By applying Eq. 1 with subspace s1, s2, ..., sN individually, k-mer set A can be decomposed into a collection of sketches d(A) = {S1(A), S2(A), ..., SN(A)}, respectively. Since {s1, s2, ..., sN} is a partition of k-mer substring space S, we have \( \bigcup \limits_{i=1}^N{\boldsymbol{s}}_{\boldsymbol{i}} \) = S and sisj = Ø, for 1 ≤iN and 1 ≤jN, therefore,

$$ \bigcup \limits_{i=1}^N{S}_i(A)=\left\{{p}^0(K){s}_i\left({p}^1(K)\right)|K\in A,{p}^1(K)\in \boldsymbol{S}\right\}=r(A), $$


$$ {S}_i(A)\cap {S}_j(A)=\left\{{p}^0(K){s}_i\left({p}^1(K)\right)|\kern0.15em K\in A,{p}^1(K)\in {\boldsymbol{s}}_{\boldsymbol{i}}\right\}\cap \left\{{p}^0(K){s}_j\left({p}^1(K)\right)|K\in A,{p}^1(K)\in {\boldsymbol{s}}_{\boldsymbol{j}}\right\}=\varnothing, 1\le i\le \mathrm{N},1\le j\le \mathrm{N}\kern20em $$

Thus, we have:

$$ \left|A\right|=\left|\bigcup \limits_{i=1}^N{S}_i(A)\right|=\sum \limits_{i=1}^N\mid {S}_i(A)\mid . $$

The above conversion from A to d(A) is termed as A decomposition and sketches S1(A) ... SN(A) are termed as the components of A. Based on Eqs. 7, 8 and 17, the ground truth Jaccard coefficient J and containment coefficient C of two k-mer sets A and B could be recovered by:

$$ J=\frac{\mid A\cap B\mid }{\mid A\cup B\mid }=\frac{\sum \limits_{i=1}^N\mid {S}_i\left(A\cap B\right)\mid }{\sum \limits_{i=1}^N\mid {S}_i\left(A\cup B\right)\mid }=\frac{\sum \limits_{i=1}^N\mid {S}_i(A)\cap {S}_i(B)\mid }{\sum \limits_{i=1}^N\mid {S}_i(A)\cup {S}_i(B)\mid } $$


$$ C=\frac{\sum \limits_{i=1}^N\mid {S}_i(A)\cap {S}_i(B)\mid }{\min \left(\sum \limits_{i=1}^N|{S}_i(A)|,\sum \limits_{i=1}^N|{S}_i(B)|\right)}, $$

respectively. Equations 18–19 allow estimating the intersection and union of A and B component by component, where each component take only \( \frac{\ 1\ }{N} \) memory of the k-mer set, which is particularly useful when ground truth J and C is needed in a memory-limited computer.

k-mer length

The optimal k-mer length for alignment-free sequences comparisons is roughly (but not strictly) framed by the Eq. S2 in our previous work [26], namely:

$$ k={\log}_4\frac{3g}{2u}, $$

where g is the genome-size, and u is the allowed upper bound of the probability of random k-mer hitting ranging from 0.001 to 0.01 [26]. It yields k = 16 for bacterial or smaller genomes, k = 20 or 22 for metagenomics/mammals or larger genomes, and k = 18 for other genomes in between.

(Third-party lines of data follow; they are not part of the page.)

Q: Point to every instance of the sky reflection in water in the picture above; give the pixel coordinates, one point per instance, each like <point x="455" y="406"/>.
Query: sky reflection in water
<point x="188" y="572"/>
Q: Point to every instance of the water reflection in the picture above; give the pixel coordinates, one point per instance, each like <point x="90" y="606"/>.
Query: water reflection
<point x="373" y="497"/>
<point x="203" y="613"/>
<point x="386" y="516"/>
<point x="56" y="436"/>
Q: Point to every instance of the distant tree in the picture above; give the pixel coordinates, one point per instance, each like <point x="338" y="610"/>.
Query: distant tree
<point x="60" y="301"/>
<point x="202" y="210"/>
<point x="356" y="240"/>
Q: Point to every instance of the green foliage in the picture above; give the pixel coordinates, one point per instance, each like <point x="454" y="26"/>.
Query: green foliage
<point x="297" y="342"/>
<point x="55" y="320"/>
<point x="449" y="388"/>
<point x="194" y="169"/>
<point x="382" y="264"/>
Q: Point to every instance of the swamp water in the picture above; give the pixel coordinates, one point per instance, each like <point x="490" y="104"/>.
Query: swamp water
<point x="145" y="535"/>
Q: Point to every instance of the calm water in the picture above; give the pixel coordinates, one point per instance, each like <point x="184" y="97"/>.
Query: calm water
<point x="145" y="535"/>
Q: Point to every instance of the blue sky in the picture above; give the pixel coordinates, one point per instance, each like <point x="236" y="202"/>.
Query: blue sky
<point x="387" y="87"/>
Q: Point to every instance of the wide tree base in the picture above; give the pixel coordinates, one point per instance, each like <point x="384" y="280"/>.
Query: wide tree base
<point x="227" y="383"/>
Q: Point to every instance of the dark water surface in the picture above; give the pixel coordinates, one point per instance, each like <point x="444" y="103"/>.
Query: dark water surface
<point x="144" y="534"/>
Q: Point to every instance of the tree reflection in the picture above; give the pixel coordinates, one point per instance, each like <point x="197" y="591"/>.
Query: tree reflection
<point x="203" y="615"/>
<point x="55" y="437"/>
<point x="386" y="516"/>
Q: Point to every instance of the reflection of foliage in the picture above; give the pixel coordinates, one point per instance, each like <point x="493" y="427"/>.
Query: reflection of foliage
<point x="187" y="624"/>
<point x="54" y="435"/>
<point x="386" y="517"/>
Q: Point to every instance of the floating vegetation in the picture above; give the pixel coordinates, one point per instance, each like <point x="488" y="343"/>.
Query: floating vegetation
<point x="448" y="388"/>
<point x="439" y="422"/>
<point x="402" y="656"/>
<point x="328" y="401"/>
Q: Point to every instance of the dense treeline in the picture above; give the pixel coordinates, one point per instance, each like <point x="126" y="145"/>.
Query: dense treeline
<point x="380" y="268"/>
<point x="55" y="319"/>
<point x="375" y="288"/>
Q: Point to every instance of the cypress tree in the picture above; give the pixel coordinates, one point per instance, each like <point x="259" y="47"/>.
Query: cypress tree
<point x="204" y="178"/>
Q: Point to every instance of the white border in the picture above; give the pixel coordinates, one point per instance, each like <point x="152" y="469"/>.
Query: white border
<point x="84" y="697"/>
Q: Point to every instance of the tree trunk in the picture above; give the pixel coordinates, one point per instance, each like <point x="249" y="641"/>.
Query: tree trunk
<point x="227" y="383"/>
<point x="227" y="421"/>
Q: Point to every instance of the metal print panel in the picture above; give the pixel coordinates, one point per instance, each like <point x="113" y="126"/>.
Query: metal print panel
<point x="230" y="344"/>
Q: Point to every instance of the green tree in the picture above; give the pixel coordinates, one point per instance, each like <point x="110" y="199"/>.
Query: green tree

k-mer substring space sampling/shuffling is implemented by the subcommand shuffle, for example:

Kssd shuffle -k 9 -s 6 -l 3 -o out

This command will generate a file named “out.shuf” which keeps the shuffled k-mer substring space; this file would then be taken as input for sequences sketching or decomposition. To simplify kssp setting, kssd uses symmetric kssp “0{x-y}1{y}1{y}0{x-y},” where x and y are the half-length of k-mer and the half-length of k-mer substring (or kssp weight w), respectively, namely, k = 2x and w = 2y. 0{x-y} and 1{y} mean a 0s string of length x-y and 1s string of length y, respectively. Users need only set x (here by -k 9), y (here set by -s 6), and the dimensionality reduction level z (here set by -l 3; for decomposition purpose set -l 0). Referring to the number of partitions of k-mer substring space (or the dimensionality reduction folds) in the last section N = |Σ|a, where a = 2z here, so -l 3 set dimensionality reduction folds to 163 for DNA sequence analysis. For the current version of kssd, x, y, and z should satisfy 12 > x > y > z + 2 > 1. y is suggest to greater than z + 2 to ensure the substring space after dimension-reduction is still large enough (greater than 162) for robustness consideration.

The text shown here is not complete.